Ce qu’il y a de fascinant dans le voyage, c’est les rencontres. Par recherche de dépaysement et par abondance de temps libre, tu t’intéresses à certaines personnes qui ne t’auraient pas forcément interpellé dans ton quotidien sédentaire. Et ça paye !

Tout commença lorsque je vis ce délicieux plat en train de mijoter sur la gazinière. Du poisson avec des bananes ? What the fuck ? J’interpelle Nico, le gérant de l’auberge :

« – Nico, qué cocinas ?

– Es un Biche amigo, plato típico de Ecuador »

Une soupe de poisson avec des bananes, du maïs et du manioc. Il me voit saliver et me propose de goûter. Je m’assoie à sa table et je troque un bout de mon omelette contre un bol de soupe.
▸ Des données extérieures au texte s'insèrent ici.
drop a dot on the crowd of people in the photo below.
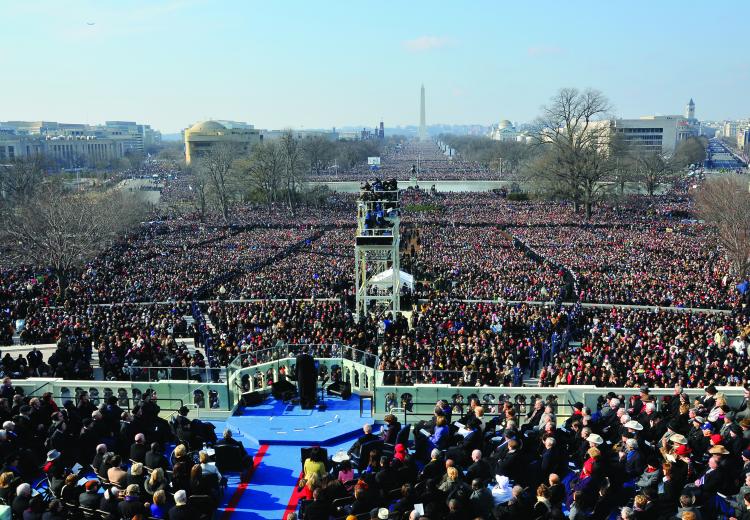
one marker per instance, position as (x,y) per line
(630,457)
(480,263)
(424,161)
(82,455)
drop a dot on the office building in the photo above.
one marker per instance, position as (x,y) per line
(504,131)
(75,144)
(659,134)
(202,137)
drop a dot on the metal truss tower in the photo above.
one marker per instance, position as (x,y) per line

On ne va pas se mentir, il perd clairement au change.

À table je sympathise avec Pablo, le père de Nico. Il me raconte ses voyages et comment il vivait pendant l’Apartheid en 67 à Johannesburg. Puis comment, un an plus tard à Paris, il assistait aux manifestations de Mai 68. Son propre père était journaliste et il déménageait constamment à l’autre bout du monde. Il a aussi vécu en Chine et en Équateur (d’où la soupe frère) pour finalement revenir à Santiago pendant la dictature Pinochet.

Pablo ouvre la bouteille de Whiskey planquée dans la commode et il se sert un verre. Il m’explique comment certains de ses amis ont disparu sous la dictature et il a les larmes aux yeux. J’ai l’impression que ce mec a tout vécu. On s’installe au bar et on passe la soirée à discuter en sirotant. Il m’explique qu’il est peintre et il m’invite à voir son atelier lorsque je repasserai par Santiago. Je vérifie son nom sur le net et il est même plutôt reconnu au Chili (Instagram de Pablo : arts_pablogoldenberg1).

Après quelques jours sur place et de nouvelles belles rencontres, je me décide à traverser la frontière pour passer en Argentine. En solitaire cette fois-ci. Ma route vers la Patagonie se fera de l’autre côté du continent car le climat y est plus clément à cette période de l’année. Et j’en reviendrai par le Chili, pour profiter à nouveau de ses paysages et de son peuple extraordinaires.